GPON supports 1:32, 1:64, 1:128. There are multiple selectivity’s but the cost advantage is not obvious. The maximum physical distance that a GPON system can support is 20 km when the optical splitting ratio is 1:16. When it comes to 1: 32, the maximum physical distance should be 10 km.

EPON owns 1:16~1:32. It achieve a higher splitter ratio, such as 1: 64,1: 128 and EPON OLT can support more EPON ONU. But the splitter ratio is mainly restrained by the performance of the optical module in that a large splitter ratio will increase the cost of the optical module. When the PON insertion loss is 15-18 dB, the large splitter ratio will reduce the transmission distance. Thus, many users choose to share bandwidth.

QoS(Quality of Service)

The Ethernet protocol lacks inherent Quality of Service (QoS) capabilities. As QoS is essential for a viable PON system, most vendors address this in EPON by utilizing VLAN tags. While this effectively resolves the QoS challenge, it introduces higher costs. The manual provisioning of VLAN tags, as there is no automatic provisioning, further contributes to these elevated costs. In contrast, GPON incorporates integrated QoS handling, making it superior to EPON in terms of QoS. QoS implementation in EPON tends to be more costly compared to the integrated QoS features in GPON. 

QoS Quality of Service

Operate and maintain (OAM)

GPON has powerful OAM capabilities. Three types of OAM channels including embedded OAM channels, PLOAM and OMCI are provided from the perspective of consumer demand and operator operation and maintenance management, which forms a C/M Plane (control/management plane) by bearing different tasks. For example, PLOAM is responsible for data encryption, status detection, error monitoring, etc.

EPON simply uses optional support like the ONT far-end fault indication, loopback, and link monitoring instead of overemphasizing OAM. Thus the OAM of GPON is stronger

Practical Solution

The EPON Solution provide high-speed transmission up to 1.25G/1.25G over 20KM, meeting growing bandwidth demands. Ensuring reliability, they support industrial temperatures and offer resistance to lightning and interference. Cost-effective with abundant fiber materials, EPON outperforms copper cables in speed and economic benefits within a 20km range.

While the GPON Solution GPON Solution stands out with its versatile business access capabilities, accommodating E1 circuit, Ethernet, and ATM services for comprehensive voice, data, and video applications. Offering efficient coverage with a 1:128 splitting ratio and a 20 km access layer radius, it combines scalability and easy expansion.
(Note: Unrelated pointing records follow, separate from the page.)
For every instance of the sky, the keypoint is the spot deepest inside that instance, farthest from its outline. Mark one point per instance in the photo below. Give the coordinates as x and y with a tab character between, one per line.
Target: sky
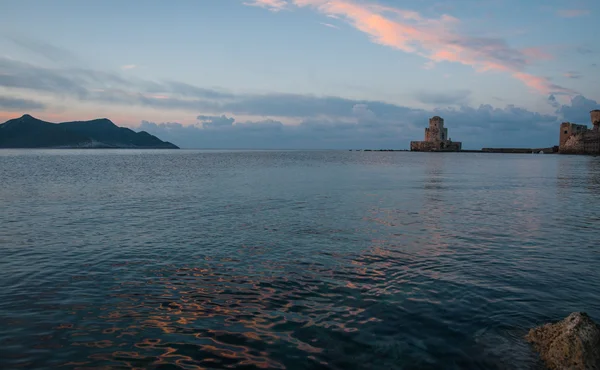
305	74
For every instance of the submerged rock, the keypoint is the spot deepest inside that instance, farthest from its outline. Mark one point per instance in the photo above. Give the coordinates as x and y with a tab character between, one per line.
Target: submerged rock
573	343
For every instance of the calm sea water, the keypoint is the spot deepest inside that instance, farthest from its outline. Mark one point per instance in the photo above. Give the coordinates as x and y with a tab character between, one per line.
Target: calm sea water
287	259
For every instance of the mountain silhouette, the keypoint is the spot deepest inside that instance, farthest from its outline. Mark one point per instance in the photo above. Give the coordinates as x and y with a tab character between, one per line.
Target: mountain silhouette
30	132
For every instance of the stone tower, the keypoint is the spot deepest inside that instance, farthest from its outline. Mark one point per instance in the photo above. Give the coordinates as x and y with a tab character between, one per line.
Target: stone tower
436	130
595	116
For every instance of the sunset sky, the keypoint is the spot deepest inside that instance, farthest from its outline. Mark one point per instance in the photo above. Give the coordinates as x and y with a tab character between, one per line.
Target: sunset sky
305	73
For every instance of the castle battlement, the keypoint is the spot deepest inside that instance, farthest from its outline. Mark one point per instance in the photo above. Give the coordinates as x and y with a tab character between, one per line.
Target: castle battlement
436	138
579	139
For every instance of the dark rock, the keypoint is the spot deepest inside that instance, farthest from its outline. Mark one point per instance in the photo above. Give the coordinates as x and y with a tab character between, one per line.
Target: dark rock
30	132
573	343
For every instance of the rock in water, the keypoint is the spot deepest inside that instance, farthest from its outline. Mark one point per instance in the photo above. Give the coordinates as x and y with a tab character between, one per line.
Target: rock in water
573	343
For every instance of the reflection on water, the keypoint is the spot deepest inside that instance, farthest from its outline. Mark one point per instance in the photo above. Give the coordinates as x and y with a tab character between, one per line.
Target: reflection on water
291	260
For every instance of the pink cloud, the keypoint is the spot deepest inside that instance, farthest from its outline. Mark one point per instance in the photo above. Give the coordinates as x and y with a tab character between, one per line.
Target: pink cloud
436	39
572	13
329	25
272	5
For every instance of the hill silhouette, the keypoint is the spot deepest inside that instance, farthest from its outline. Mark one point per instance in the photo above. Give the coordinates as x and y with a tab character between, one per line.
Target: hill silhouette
30	132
Moreover, the network’s reliability is underscored by its support for industrial temperatures and airtight TO packaging, making it adaptable to diverse environments, including edge computer rooms. Additionally, the GPON network can seamlessly upgrade to XGS-PON to meet increasing demands for higher bandwidth and faster data rates by replacing equipment.
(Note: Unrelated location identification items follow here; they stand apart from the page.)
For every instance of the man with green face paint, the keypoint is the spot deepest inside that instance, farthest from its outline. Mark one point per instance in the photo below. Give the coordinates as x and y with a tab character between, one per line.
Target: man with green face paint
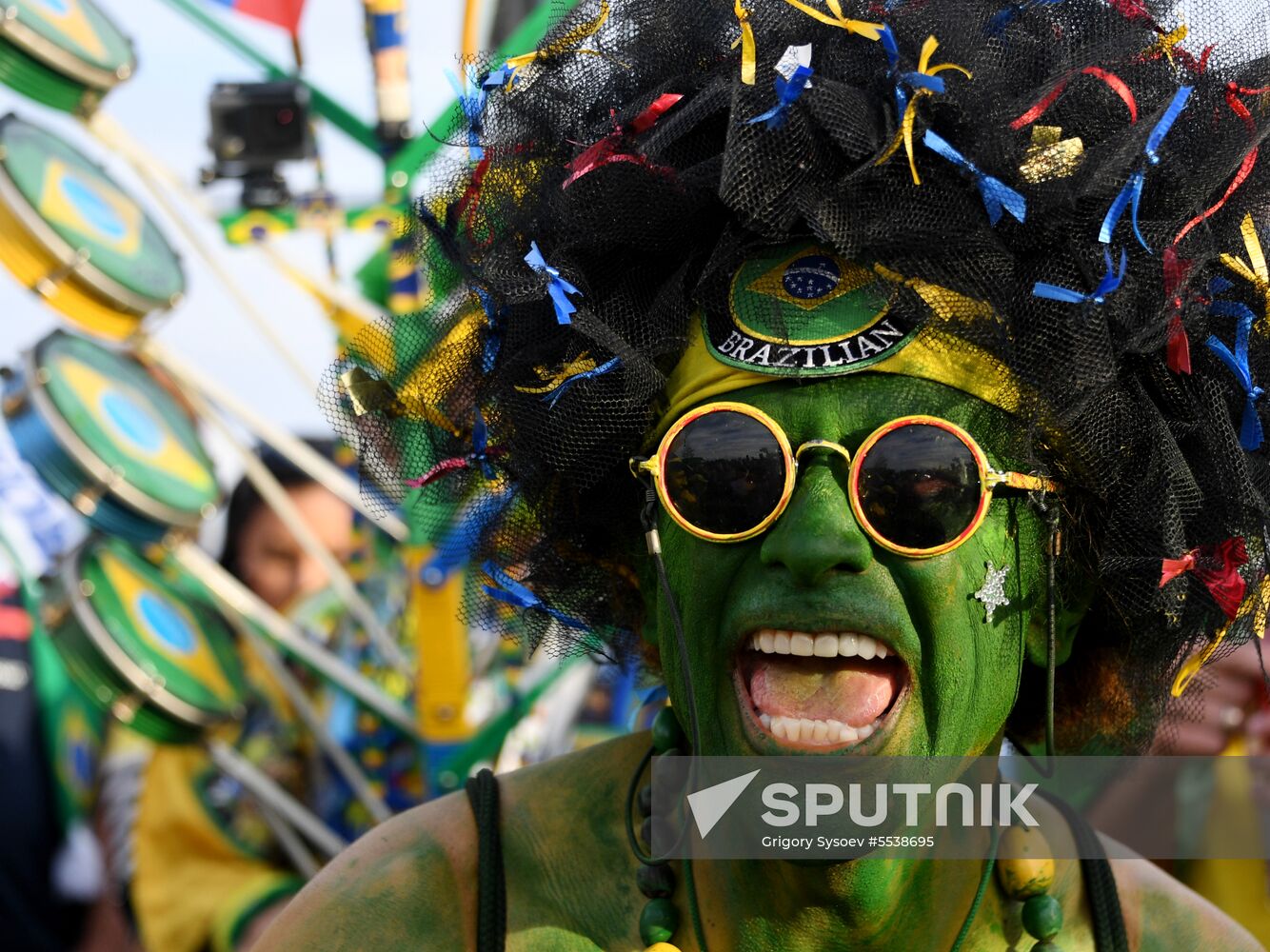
886	407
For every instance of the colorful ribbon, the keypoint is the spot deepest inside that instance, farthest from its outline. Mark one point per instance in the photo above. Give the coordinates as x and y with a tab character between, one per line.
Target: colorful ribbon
1232	98
605	150
559	288
471	99
923	82
510	592
1130	196
494	334
459	544
748	49
1217	566
1164	45
1258	605
1254	270
793	75
559	384
997	196
562	46
1117	84
1111	281
1002	19
1250	430
480	457
835	18
1176	272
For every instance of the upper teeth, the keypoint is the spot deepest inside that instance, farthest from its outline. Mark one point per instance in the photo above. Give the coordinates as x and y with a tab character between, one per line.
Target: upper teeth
827	645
In conclusion, both EPON and GPON are robust passive optical networking technologies that offer high-speed connectivity and support various services. The choice between EPON and GPON depends on factors such as existing infrastructure, service requirements, bandwidth needs, and scalability considerations. EPON’s simplicity and interoperability with Ethernet networks make it suitable for certain deployments, while GPON’s efficient protocol and flexible QoS management make it a preferred choice for others. Understanding the differences between EPON and GPON is crucial for network operators and service providers to make informed decisions and deploy the most suitable technology to meet their specific needs.